The plot follows Kannami, a new pilot for Rostock, a corporation that manufactures airplanes and related weapons. Like the rest of the pilots, Kannami is a Kildren, a race of humans bred as soldiers for Rostock's war against rival corporation, Lautern. Kildren never age and, it is suggested, could live forever were it not for the constant combat. Kannami was brought in to replace Jinroh, who may or may not have died in combat. Kannami's presence strikes a cord with Kunsanagi, a pilot who has managed to make it through seven years of wars and have a child (whom she refers to as her "little sister").
If my description of the plot sounds a bit directionless and scattered, it is by intent. The Sky Crawlers is a very methodical film; while it doesn't seem like much goes on throughout most of the story, a whole lot is actually happening.

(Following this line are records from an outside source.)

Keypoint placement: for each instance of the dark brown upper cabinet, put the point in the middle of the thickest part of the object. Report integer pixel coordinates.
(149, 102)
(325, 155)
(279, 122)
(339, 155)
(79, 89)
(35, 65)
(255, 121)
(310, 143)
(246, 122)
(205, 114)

The first hour or so feels like a collection of random plot threads, but once the first knot is tied, everything comes together. I enjoyed this, but it also requires the viewer to pay close attention to everything. Even throwaway comments are incredibly important to the overall picture. There's a lot going on at all times, which works both to the film's advantage and detriment.
During one of the features, Oshii admits that he went for the most realistic, yet stylistic visuals he could muster. There's an eerie sense of detail throughout the film that places emphasis on smaller "ticks," not just larger movements. The style creates an odd feeling that ventures into new parts of the uncanny valley. While not completely realistic visually, character movements are beyond perfect and catch even the most obscure of muscle twitches. As a result, characters feel like zombies, tying into the film's idea that the characters are little more than soulless pieces of hardware. This is hammered home by the incredibly detailed planes, building on Oshii's overall notion that technology is becoming more real that people.
If you aren't able to pick up on Oshii's overall thesis during the film, the included documentaries will clue you in. One covers the real world scouting, while another looks at sound and animation. Both emphasize the amount of detail found throughout the film and are required viewing for animation fans, or anyone interested in the process. Finally, there's an interview with Oshii made up of several interviews. The constant jumping between settings and camera types is jarring, but the interview is informative.
The Sky Crawlers is more of an intellectual film rather than an action-packed anime. If you're the type of viewer who needs a lot of action, The Sky Crawlers won't deliver. There are a couple of great dogfight scenes littered throughout the story, but even these seem to drag on a little longer than the expected norm. At the same time, viewers who enjoy picking out details and piecing them together will come away happy.